Un ricercatore della Kansas University presenta un promettente sistema di monitoraggio del diabete

LAWRENCE - Mercoledì, 20 Dicembre, George Wilson, un ricercatore dell'Università del Kansas, ha presentato un dispositivo promettente per il controllo continuativo dei livelli di zucchero nel sangue nei pazienti con diabete insulino-dipendente di tipo 1.

Questo sistema potrebbe notevolmente aiutare i pazienti con questa forma di diabete a controllare la loro glicemia riducendo così il rischio delle complicanze come la retinopatia (grave malattia degli occhi che può condurre alla cecità) e la nefropatia (che in forma grave costringe i pazienti alla dialisi).

Wilson presentò il dispositivo all'"International Chemical Congress of the Pacific Basin Societies" in Honolulu, nel 1995. In un'intervista, avvertì che sarebbero potuti passare dai tre ai cinque anni prima che l'apparecchio fosse disponibile al pubblico. Wilson è professore di Chimica e Chimica Farmaceutica alla KU.

Il sistema, sviluppato da Wilson e dai suoi colaboratori, si centra su un sensore di glucosio impiantato che potrebbe monitorare in modo continuativo la glicemia. Un sistema di allarme avverte il paziente in caso di ipoglicemia.

Fino ad ora, è stato largamente testato sui ratti presso la KU e in quantità minore, su animali e umani all'"Hotel-Dieu Hospital" di Parigi, sotto la direzione del collaboratore del ricercatore Dr. Gérard Reach.

Nei test sull'uomo, il sensore veniva sostituito ogni 4 giorni, Il tempo massimo permesso dal protocollo utilizzato per questo studio. Circa 20 volontari diabetici e non-diabetici Francesi sono stati coinvolti in 80 impianti.

Il National Applied Science di Portland, Ore., ha acquisito i diritti per commercializzare il prodotto. Il sensore, spesso circa tre volte un capello, è studiato in modo che un paziente possa impiantarlo facilmente attraverso la pelle con un ago. Il sensore viene poi collegato ad un piccolissimo monitor che ricalcola la glicemia ogni 30 secondi. Un allarme suona ogni qualvolta il paziente ha bisogno di insulina.

L'obiettivo a lungo termine del Dr.

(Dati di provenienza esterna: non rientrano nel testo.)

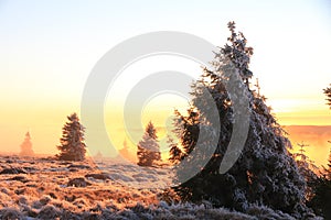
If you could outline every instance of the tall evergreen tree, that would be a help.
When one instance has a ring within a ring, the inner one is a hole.
[[[84,143],[85,128],[81,124],[76,113],[67,117],[66,122],[62,129],[61,145],[57,146],[60,154],[58,160],[64,161],[84,161],[86,153],[86,145]]]
[[[188,116],[177,112],[175,133],[181,140],[185,155],[190,155],[195,148],[202,130],[209,131],[205,133],[210,135],[202,140],[201,150],[194,154],[195,157],[190,158],[185,167],[177,169],[177,175],[184,175],[190,168],[190,163],[193,165],[206,156],[204,152],[211,147],[211,140],[218,138],[214,134],[217,131],[214,127],[216,123],[221,124],[220,139],[216,140],[218,144],[199,174],[173,189],[183,200],[209,199],[215,206],[238,210],[245,210],[252,204],[266,205],[300,218],[300,213],[307,210],[303,205],[305,179],[287,150],[291,147],[289,140],[265,103],[266,98],[249,88],[253,73],[248,65],[253,48],[246,45],[244,34],[235,31],[234,22],[228,23],[228,44],[220,52],[214,52],[214,69],[205,68],[200,80],[206,89],[203,89],[201,84],[193,85],[192,108],[189,109]],[[236,81],[239,89],[229,97],[224,85],[232,80],[234,73],[239,74],[242,81]],[[212,95],[217,112],[209,112],[209,107],[213,103],[205,101],[205,90]],[[234,132],[233,124],[238,123],[234,121],[235,113],[246,112],[241,109],[234,112],[231,99],[237,97],[241,102],[244,96],[249,102],[247,140],[236,163],[228,172],[221,174],[220,166]]]
[[[137,157],[139,166],[152,166],[156,161],[161,160],[157,130],[150,121],[146,127],[142,140],[137,145]]]
[[[331,109],[331,84],[330,84],[330,87],[327,87],[325,89],[323,89],[323,91],[324,91],[324,95],[327,96],[327,101]]]
[[[32,150],[32,142],[31,142],[31,135],[30,132],[25,133],[25,139],[23,143],[21,144],[21,152],[20,156],[33,156],[34,152]]]

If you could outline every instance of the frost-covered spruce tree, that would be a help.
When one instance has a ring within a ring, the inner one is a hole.
[[[60,154],[56,156],[63,161],[84,161],[86,153],[85,128],[81,124],[76,113],[68,116],[67,119],[68,122],[62,129],[61,145],[57,146]]]
[[[157,130],[151,121],[146,127],[142,140],[138,143],[137,147],[139,166],[152,166],[156,161],[161,160]]]
[[[242,211],[254,204],[300,218],[300,213],[307,210],[303,204],[305,179],[288,152],[288,147],[291,147],[289,140],[265,103],[266,98],[249,88],[253,73],[248,65],[253,48],[246,46],[244,34],[235,31],[234,22],[228,23],[228,44],[214,52],[214,68],[205,68],[200,84],[192,86],[192,107],[188,116],[177,112],[175,133],[181,140],[184,154],[190,155],[197,140],[201,142],[200,147],[196,147],[200,150],[194,154],[195,157],[190,158],[186,166],[177,169],[179,179],[191,172],[190,163],[194,165],[196,161],[204,158],[204,152],[207,152],[205,150],[212,147],[213,140],[218,139],[216,150],[209,163],[200,167],[201,170],[193,178],[173,189],[183,200],[199,202],[207,199],[214,206]],[[233,102],[224,86],[224,82],[233,78],[233,72],[228,70],[233,68],[239,74],[241,84],[238,82],[239,89],[232,98],[236,97],[238,102],[243,96],[248,99],[249,130],[239,158],[229,170],[221,174],[220,165],[233,135],[235,113],[245,113],[241,109],[234,112]],[[212,95],[217,107],[216,112],[210,111],[214,103],[205,101],[205,92]],[[217,123],[221,124],[220,135],[215,134]],[[199,134],[202,131],[206,135],[201,138]]]

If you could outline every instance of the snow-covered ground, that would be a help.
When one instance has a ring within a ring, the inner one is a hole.
[[[0,157],[0,219],[292,219],[265,207],[247,213],[163,201],[169,166],[119,161]]]

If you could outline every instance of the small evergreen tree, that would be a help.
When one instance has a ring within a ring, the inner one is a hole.
[[[57,146],[58,160],[84,161],[86,145],[84,143],[85,128],[81,124],[76,113],[67,117],[68,122],[62,129],[61,145]]]
[[[169,161],[172,164],[179,163],[183,158],[183,152],[178,145],[173,142],[173,139],[171,136],[168,136],[167,143],[169,144],[170,151],[170,157]]]
[[[293,153],[292,156],[297,162],[300,174],[303,176],[306,180],[306,200],[309,201],[314,196],[314,184],[318,179],[318,175],[314,173],[318,170],[318,167],[314,165],[313,161],[306,155],[306,147],[308,144],[298,143],[299,152]]]
[[[20,156],[33,156],[34,152],[32,150],[32,142],[31,142],[31,135],[30,132],[25,133],[25,139],[23,143],[21,144],[21,152]]]
[[[331,109],[331,84],[330,84],[330,87],[327,87],[325,89],[323,89],[323,91],[324,91],[324,95],[327,96],[327,101]]]
[[[156,161],[161,160],[157,130],[150,121],[145,130],[142,140],[138,143],[137,157],[139,166],[152,166]]]

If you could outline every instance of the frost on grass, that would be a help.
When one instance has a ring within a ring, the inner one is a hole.
[[[207,202],[162,201],[163,189],[171,184],[170,167],[8,160],[0,157],[0,172],[26,172],[0,175],[0,219],[292,219],[266,207],[241,213]],[[72,170],[83,165],[88,168]]]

Wilson è quello di sviluppare un sistema di monitoraggio che potrebbe essere collegato ad una pompa di insulina e segnalare ad essa l'ammontare corretto di insulina da somministrare.

Il sistema di monitoraggio è il risultato di 10 anni di collaborazione con Reach e Jean-Claude Klein, un bioingegnere della School of Mines di Parigi. Klein è il responsabile dello sviluppo dell'unità di controllo e del suo software.

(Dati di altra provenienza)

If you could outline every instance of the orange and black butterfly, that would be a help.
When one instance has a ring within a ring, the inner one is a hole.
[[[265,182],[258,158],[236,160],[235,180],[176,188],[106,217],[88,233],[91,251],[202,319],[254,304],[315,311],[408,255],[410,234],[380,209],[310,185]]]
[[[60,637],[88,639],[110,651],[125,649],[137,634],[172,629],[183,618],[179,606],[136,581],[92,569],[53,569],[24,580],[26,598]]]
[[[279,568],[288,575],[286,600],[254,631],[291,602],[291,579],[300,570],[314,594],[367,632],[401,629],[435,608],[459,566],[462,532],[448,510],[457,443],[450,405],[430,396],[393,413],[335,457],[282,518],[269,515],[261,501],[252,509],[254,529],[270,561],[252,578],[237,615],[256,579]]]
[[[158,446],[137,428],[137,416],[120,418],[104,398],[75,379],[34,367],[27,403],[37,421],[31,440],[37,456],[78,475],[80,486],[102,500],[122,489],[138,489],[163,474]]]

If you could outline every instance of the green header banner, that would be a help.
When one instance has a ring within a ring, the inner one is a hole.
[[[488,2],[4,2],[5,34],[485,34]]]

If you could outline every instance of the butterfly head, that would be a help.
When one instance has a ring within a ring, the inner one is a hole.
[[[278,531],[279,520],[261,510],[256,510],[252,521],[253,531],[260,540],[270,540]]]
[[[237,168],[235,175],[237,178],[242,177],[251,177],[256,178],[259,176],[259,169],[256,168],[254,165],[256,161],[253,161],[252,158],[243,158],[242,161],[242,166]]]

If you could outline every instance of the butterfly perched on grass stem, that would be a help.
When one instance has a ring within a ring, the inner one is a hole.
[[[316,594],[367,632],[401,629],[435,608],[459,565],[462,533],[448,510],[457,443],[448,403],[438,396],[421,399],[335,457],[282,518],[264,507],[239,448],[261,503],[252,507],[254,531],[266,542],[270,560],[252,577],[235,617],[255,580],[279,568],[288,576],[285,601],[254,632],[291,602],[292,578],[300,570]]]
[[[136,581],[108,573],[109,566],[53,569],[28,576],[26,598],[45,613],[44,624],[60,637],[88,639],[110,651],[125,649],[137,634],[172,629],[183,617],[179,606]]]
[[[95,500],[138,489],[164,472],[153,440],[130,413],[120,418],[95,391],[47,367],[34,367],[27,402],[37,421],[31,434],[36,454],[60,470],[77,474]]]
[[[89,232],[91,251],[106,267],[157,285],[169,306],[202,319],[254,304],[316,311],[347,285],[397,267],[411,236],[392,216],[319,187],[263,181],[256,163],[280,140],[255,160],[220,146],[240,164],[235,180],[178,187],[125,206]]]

"I ricercatori affermano che il controllo intensivo del diabete insulino-dipendente può ridurre le complicanze dal 30 percento al 70 percento", disse Wilson. Una gestione intensiva richiede al soggetto diabetico di controllare da tre a sei volte al giorno la glicemia. Attualmente il controllo viene effettuato pungendo il polpastrello e prelevando una goccia di sangue da applicare sulla striscia reattiva di un riflettometro o di un potenziometro.

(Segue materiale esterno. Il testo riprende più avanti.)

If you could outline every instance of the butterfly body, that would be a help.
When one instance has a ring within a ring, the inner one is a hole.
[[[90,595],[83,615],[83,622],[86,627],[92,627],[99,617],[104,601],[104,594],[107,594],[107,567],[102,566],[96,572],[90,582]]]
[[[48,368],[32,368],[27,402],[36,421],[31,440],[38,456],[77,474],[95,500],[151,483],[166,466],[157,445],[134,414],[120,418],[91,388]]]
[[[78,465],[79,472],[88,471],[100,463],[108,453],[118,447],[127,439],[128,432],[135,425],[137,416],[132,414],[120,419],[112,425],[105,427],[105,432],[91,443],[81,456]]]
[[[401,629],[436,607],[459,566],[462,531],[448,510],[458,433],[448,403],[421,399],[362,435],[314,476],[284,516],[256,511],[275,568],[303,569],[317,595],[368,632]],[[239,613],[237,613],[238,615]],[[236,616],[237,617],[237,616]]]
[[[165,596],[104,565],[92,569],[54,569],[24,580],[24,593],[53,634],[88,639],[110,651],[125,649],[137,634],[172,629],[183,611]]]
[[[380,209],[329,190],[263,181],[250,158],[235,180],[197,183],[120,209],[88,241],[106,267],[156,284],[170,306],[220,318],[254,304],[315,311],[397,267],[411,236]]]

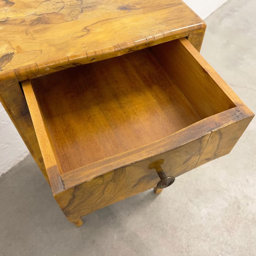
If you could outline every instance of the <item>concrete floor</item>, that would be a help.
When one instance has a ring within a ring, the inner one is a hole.
[[[243,2],[242,3],[242,2]],[[256,2],[206,20],[202,53],[256,112]],[[0,255],[255,255],[256,118],[229,155],[99,210],[76,228],[31,157],[0,178]]]

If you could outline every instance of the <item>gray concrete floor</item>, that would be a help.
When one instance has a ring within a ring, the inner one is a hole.
[[[207,19],[202,53],[256,112],[256,2]],[[256,118],[229,155],[68,222],[31,157],[0,178],[1,255],[255,255]]]

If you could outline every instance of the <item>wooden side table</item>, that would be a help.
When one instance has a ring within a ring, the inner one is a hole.
[[[1,102],[77,226],[228,154],[254,116],[181,1],[109,2],[0,2]]]

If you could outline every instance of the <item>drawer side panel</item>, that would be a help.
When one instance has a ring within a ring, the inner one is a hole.
[[[229,153],[253,117],[250,116],[213,131],[195,167]]]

"Sfortunatamente, non è realistico pensare che la maggioranza dei diabetici si sottopongano a tutto questo lavoro," Continuò Wilson "Col sensore, questi passi vengono eliminati e il sangue è continuamente controllato."

Wilson aggiunse che la procedura per impiantare il sensore "non è molto differente da quanto i diabetici fanno attualmente. La dimensione del sensore è molto simile a quella dell'ago che il diabetico usa due o tre volte al giorno per l'iniezione dell'insulina."